Italian opera singer

Romarina Massardi (21 June 1897 – 23 July 1979) was an Italian-Uruguayan canto lírico singer, actress, and film director, responsible for the first South American lyric film, released in 1938.

==Biography==
Romarina Massardi was born in Virle Treponti, a town near Brescia, the daughter of an Italian marble worker who moved the family to Montevideo to work on the construction of the Legislative Palace. She studied lyrical singing there, began to sing professionally, and performed in different venues of the country. In 1923 she received a scholarship to study in Milan, and then at the Accademia Nazionale di Santa Cecilia in Rome.

In 1930 she began her career as a soprano, performing at the Solís Theatre in Montevideo and the Teatro Colón in Buenos Aires. In 1934 she traveled to the United States, recorded her trip with a 16 mm camera, and conceived the project of writing a script and making a film. Upon returning to Montevideo she began the realization of this plan. The result would be released four years later.

It was her only movie, although she continued to film trips and family events until 1951. She continued her performing career until 1956 and then devoted herself to singing lessons. She died in 1979 at age 82.

==¿Vocación?==
The film, titled ¿Vocación?, was 1 hour and 3 minutes long. Created, directed, interpreted, and produced by Rina, it premiered in Montevideo in August 1938 without great public success. It was exhibited in Uruguay, Argentina, Chile, and Venezuela. In 1939 it was selected for the 7th Venice Film Festival.

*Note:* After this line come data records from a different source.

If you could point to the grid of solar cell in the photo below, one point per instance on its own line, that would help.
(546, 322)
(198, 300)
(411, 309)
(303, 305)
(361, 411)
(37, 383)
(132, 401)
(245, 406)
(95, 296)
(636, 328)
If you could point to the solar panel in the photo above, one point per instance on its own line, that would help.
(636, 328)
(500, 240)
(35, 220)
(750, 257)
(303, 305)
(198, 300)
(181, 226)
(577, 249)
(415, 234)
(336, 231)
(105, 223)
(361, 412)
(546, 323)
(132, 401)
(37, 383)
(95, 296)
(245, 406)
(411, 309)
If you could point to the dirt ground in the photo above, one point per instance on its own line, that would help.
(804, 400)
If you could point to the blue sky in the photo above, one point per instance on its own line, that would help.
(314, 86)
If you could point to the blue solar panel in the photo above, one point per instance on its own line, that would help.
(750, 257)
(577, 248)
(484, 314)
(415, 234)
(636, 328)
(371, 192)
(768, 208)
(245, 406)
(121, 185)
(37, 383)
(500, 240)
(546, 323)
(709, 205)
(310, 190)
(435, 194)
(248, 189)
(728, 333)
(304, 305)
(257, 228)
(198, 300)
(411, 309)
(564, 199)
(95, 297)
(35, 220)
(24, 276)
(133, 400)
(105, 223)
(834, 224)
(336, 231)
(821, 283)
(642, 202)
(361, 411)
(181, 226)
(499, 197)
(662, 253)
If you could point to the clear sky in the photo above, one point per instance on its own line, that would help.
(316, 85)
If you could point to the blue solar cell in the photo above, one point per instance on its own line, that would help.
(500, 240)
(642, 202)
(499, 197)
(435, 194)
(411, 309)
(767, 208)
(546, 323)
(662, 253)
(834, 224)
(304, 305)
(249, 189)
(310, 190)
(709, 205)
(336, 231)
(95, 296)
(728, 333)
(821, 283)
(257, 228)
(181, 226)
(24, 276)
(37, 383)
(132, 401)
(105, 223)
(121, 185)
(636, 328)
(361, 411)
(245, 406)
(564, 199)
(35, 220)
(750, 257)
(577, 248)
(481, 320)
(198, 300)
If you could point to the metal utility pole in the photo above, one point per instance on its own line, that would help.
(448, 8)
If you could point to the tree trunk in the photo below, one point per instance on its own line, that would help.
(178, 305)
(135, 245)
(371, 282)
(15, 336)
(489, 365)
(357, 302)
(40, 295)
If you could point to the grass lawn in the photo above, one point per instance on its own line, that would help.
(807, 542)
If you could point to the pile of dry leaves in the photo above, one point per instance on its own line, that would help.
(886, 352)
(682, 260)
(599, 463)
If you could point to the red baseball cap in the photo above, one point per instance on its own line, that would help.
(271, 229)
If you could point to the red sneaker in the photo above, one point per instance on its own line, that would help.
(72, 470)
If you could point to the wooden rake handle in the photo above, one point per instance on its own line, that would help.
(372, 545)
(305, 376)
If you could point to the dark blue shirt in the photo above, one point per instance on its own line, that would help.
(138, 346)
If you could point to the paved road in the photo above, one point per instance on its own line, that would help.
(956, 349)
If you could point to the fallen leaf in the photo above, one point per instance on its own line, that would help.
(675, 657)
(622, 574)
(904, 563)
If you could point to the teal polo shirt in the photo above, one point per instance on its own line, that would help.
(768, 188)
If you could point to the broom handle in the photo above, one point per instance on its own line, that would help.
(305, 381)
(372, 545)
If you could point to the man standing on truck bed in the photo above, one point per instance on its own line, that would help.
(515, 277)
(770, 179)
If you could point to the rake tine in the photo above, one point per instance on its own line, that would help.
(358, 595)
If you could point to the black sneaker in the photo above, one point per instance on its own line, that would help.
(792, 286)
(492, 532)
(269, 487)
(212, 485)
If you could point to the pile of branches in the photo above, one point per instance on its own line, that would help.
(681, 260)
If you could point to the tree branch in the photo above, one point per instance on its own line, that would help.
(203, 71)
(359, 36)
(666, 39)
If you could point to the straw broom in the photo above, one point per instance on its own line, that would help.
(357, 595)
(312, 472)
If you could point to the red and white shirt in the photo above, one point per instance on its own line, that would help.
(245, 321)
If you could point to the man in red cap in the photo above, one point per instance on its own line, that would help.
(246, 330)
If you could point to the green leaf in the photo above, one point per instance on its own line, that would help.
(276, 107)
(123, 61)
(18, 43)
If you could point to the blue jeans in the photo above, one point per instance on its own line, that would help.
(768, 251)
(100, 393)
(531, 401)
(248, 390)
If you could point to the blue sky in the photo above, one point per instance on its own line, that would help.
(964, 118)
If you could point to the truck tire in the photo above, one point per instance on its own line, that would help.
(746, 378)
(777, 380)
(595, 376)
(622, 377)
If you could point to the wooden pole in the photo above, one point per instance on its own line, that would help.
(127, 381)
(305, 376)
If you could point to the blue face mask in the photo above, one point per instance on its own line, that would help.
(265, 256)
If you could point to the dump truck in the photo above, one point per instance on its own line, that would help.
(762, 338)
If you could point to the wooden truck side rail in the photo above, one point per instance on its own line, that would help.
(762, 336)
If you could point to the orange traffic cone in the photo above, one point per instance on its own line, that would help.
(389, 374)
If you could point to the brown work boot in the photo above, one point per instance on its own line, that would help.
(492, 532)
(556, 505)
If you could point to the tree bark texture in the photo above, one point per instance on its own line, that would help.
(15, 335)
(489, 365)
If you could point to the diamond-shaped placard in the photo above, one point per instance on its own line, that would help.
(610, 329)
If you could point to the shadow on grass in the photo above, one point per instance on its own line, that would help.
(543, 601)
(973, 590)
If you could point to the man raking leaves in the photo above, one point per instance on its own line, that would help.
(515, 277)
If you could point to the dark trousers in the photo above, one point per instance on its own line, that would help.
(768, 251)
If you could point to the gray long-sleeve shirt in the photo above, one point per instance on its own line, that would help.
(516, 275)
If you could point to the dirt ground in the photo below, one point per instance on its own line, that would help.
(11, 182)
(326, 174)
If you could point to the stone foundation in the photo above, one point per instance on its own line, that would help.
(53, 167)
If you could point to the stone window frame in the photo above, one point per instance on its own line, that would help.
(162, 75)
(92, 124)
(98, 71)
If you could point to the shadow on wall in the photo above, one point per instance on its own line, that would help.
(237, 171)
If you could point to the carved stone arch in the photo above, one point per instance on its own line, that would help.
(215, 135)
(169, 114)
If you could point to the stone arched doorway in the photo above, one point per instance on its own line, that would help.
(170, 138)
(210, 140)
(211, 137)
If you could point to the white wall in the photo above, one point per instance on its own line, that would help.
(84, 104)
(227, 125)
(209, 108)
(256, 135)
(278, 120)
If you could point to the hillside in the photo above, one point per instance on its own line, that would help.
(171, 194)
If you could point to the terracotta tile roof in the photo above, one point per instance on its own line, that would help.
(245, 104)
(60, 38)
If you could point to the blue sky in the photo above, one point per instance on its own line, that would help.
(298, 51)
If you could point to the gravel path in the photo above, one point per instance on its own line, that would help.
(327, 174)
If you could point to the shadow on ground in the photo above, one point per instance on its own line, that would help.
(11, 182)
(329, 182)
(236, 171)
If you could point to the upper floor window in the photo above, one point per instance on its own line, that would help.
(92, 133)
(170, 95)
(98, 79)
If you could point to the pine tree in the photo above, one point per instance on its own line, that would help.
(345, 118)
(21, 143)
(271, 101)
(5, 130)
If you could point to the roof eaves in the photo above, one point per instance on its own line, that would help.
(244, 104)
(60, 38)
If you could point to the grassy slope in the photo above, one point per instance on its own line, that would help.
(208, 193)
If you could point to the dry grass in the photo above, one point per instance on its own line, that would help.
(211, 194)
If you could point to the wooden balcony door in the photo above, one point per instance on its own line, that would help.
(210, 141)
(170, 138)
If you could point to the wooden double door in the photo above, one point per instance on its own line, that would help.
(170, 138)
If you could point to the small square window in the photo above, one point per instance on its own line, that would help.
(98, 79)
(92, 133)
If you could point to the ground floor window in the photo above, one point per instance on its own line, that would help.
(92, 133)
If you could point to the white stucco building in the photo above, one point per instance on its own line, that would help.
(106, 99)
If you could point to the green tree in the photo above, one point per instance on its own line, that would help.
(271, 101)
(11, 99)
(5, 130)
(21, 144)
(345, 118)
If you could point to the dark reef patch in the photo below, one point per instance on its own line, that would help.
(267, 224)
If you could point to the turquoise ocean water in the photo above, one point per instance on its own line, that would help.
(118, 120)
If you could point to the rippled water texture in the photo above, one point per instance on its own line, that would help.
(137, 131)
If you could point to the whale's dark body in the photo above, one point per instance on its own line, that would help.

The protagonist Eva Lauri, played by Massardi, travels to the capital with aspirations to become a lyric singer, and thanks to her faith she succeeds. The story has a self-referential character.

==Recognition==
In 2013, the Uruguayan visual artist Inés Olmedo published her research on the life and work of the artist, and held exhibitions under the title Rina, la primera, contributing to the legitimization of Rina Massardi as the first Uruguayan woman filmmaker and the glorification and knowledge of her work.